After my neck surgery, I thought that my dream had been granted. The leg pain was so much better - it didn't vanish - but it shrunk to a livable level. Well, based on the leg pain I've had for the past two days, I'm beginning to think that living a cloistered life and never driving was the solution to my leg pain, not the neck surgery. Only time will tell. However, my brain is vibrating with echos of the words of my docs and PTs who encouraged me to get a low back fusion 6 weeks after my neck fusion. All that I can say is, "Please, let me have a spring and summer break from surgery!".
So, with trepidation due to the pain, K and I set out on another novel hike from a trailhead on our route home from the vet. Regardless of my leg pain, my rehabilitation plan for neck fusion requires a lot of walking/hiking. I chose a trail that climbs up a gulch through stunning rock formations that jut into the sky like monuments.
When viewed from a distance, like the photo above, it looks like smooth hiking. However, close-up, it actually is a labyrinth of downed trees and truck-sized boulders, especially for a curious hiker like me who cannot restrain herself from 'exploring' off-trail.
K investigated every nook and cranny as I hiked slowly through the rough terrain.
Due to her intense body language, I started following K to see what she sniffed. I soon concluded she was examining mountain lion signs that littered the landscape. They weren't super obvious signs - no fresh tracks or scat - but many scrapings so large that only a mountain lion could have dug them. Below, she sniffed a recently created pile of pine needle duff that smelled of cat urine. Even I could smell it!
Here's another one.
Behind that mountain lion scent post, the boulder face had a gaping hole, leading into a cavern. Neither of us cared to explore the cavern.
Soon after leaving the cavern safely behind, we wound around a boulder and emerged onto an exposed slope. I don't like high exposed spots, and my heart rate skyrocketed. I snapped a photo of K and then leashed her. She's so sure-footed and cautious that she'd probably be fine without the leash. But, I couldn't handle it.
A harder look at the horizon, while staying away from the cliff edge, showed a local ski area but all the higher mountains hidden by clouds.

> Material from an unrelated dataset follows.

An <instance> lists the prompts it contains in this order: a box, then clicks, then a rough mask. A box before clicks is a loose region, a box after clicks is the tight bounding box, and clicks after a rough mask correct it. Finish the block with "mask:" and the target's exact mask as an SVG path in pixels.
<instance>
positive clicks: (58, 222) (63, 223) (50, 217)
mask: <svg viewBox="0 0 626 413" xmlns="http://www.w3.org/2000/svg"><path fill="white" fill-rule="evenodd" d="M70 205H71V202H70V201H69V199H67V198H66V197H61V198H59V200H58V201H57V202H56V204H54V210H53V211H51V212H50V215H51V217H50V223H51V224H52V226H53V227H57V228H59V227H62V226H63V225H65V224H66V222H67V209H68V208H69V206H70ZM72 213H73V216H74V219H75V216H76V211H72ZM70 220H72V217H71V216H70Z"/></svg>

As I surveyed the surrounding land, I realized that we stood almost on the tip-top of a pinnacle with views in nearly all directions. The smaller hills to the east ruffle the landscape behind K in the photo below.

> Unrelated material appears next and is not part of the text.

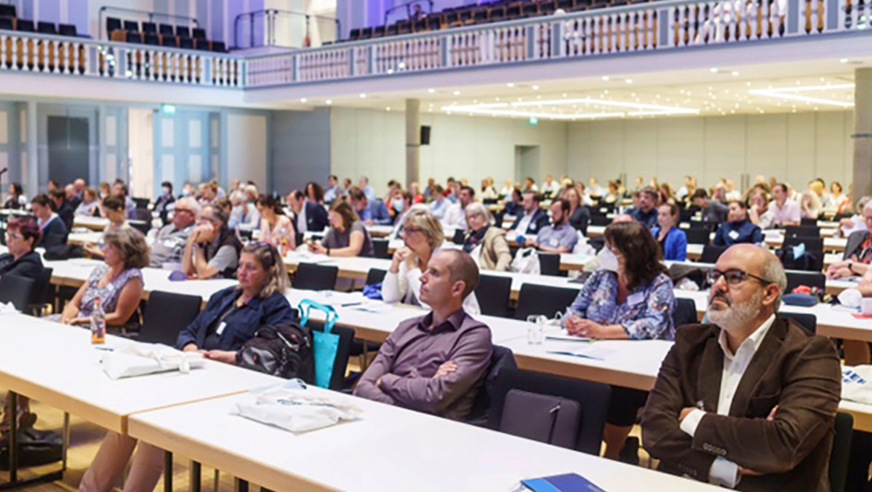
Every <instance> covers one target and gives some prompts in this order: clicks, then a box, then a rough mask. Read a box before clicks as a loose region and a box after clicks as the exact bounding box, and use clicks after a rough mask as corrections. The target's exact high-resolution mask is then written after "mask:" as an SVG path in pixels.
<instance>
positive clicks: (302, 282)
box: [293, 263, 339, 290]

With just a little more physical effort, trudging straight up a forested trail, we spotted a favorite mountain from a different perspective than ever before.

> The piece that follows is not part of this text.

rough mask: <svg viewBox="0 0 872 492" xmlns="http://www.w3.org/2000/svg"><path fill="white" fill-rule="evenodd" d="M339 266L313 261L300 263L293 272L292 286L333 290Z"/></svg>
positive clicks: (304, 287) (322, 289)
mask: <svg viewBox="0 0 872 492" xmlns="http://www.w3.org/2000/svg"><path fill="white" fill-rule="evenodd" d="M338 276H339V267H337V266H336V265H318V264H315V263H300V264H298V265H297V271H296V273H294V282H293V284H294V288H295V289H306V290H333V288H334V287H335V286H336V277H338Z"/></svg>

And, behind aspens with swelling buds that promised spring was almost here (ha!), I spotted the ski area again, looking like it sat lower than us.
It's amazing how 'exploring' nature makes me forget my worries. And, it's wonderful to be hiking in a wider range of terrain again. However, I think that I'll curb my driving for a few days to see if it helps my leg pain.
Some readers have asked for an update on R's barbed wire injury. I think that he's healing fine, and he doesn't seem to mind his cone-head. In fact, the acoustic properties of the cone have encouraged a new talent - howling. Yesterday, he turned his nose skyward and launched into full-blown howling, like a wolf or a Sibe. In fact, I'm starting to wonder about whether the Sibes in our blogging life are having too much influence on him.
He wasn't howling when I briefly 'lost' him inside the house this afternoon. I couldn't find him anywhere, and he ignored my calls. Then, I noticed the 'surgery recovery chair' twisted to a strange angle.
I sneaked up behind it and spun it around. Voila! Note the smug look on the boy's face!
R is medicine for my soul. He makes me laugh daily! But, giggling while reprimanding him doesn't make me very convincing!